Some people felt I was harsh, but they are fair game for the criticism, as far as I’m concerned. A nouveau riche entity with a passionate support, yet a football club with little in the way of soul.
The worst of the best
Neymar must be the worst ‘best player in the world,’ ever.
He preens, he flicks, he plays to the crowd as the ball rolls past him, he scores, he falls over. He’s a Cristiano Ronaldo tribute act, basically.
A football club born in 1970. My brother and sister are older than PSG.
For a team which dominated the first half, against a Liverpool stuck in second gear for the duration, blessed by a myopic referee and the most open cheque book in world football, PSG’s play-acting and sleight of hand, added to by their strange sense of over-jubilation at the final whistle, was almost a compliment.
They aren’t going to be winning the Champions League this season, or any season, soon.
That said, neither are we.
In the Champions League this season we have shown a dreadful sense of entitlement, that is more than a match for anything PSG feel about football in general.
Is it arrogance? Is it indifference?
Take your pick.
You have to earn your shot at European glory. Last season we did exactly that. This season we have tipped up as if we are waiting for a glory we are somehow owed.
We beat PSG on the opening night and have lost three of the following four games. Paris was awful, as were Belgrade and Naples.
Tag on Kyiv and Rome at the end of last season and it makes for a grim run on our travels in Europe, since we won at Man City in the 2017/18 quarter finals, in April.
What is it exactly?
Do we miss the touchline input of Zeljko Buvac?
Do we miss the on-pitch input of Alex Oxlade-Chamberlain?
This was always going to be a difficult European campaign. We don’t tend to respond well in Europe the season after reaching the final. We were then dealt one of the hardest groups in the draw for good measure.
Partly because I felt something like this was on the horizon in Europe and partly because I felt—and still feel—that we are capable of winning the Premier League title this season, if we focus intently enough upon it.
Over-stretching ourselves in an insipid European campaign, then rearranging the squad chairs domestically, does us no favours.
On the back of this loss at the Parc des Princes, we now must be strong and business-like in Sunday’s Merseyside derby.

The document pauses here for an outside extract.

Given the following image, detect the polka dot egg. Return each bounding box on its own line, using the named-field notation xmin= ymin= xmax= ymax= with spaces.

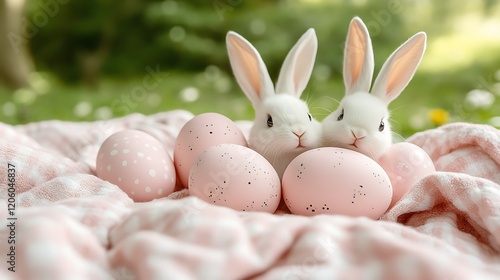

This is the point of time where we need to stand up and be insistent upon the direction our season is to take.
The Europa League would be a disastrous deviation for us.
Playing Thursday-Sunday-Thursday, or Thursday-Monday-Thursday, will send us off-track domestically.
We either need to navigate ourselves a way past Napoli and limp into the last 16 of the Champions League, or hope that Red Star Belgrade eclipse us into 4th place in Group C.
I don’t downplay the importance of the Europa League there. The prize in winning the Europa League is a place in next season’s Champions League and one of the most beautiful trophies football has to offer.
Yet, there is a time and a place for the many various cup competitions the game of football tempts you with.
There is a time in the development of a football team when angling to win the Europa League makes sense. There is a time in the development of a football team when angling to win the League Cup makes sense.
2015/16 was the time for that. When we were in no fit state to challenge for the Premier League title.
The next fortnight will shape the rest of the season.
The next fortnight is where we decide our season is going.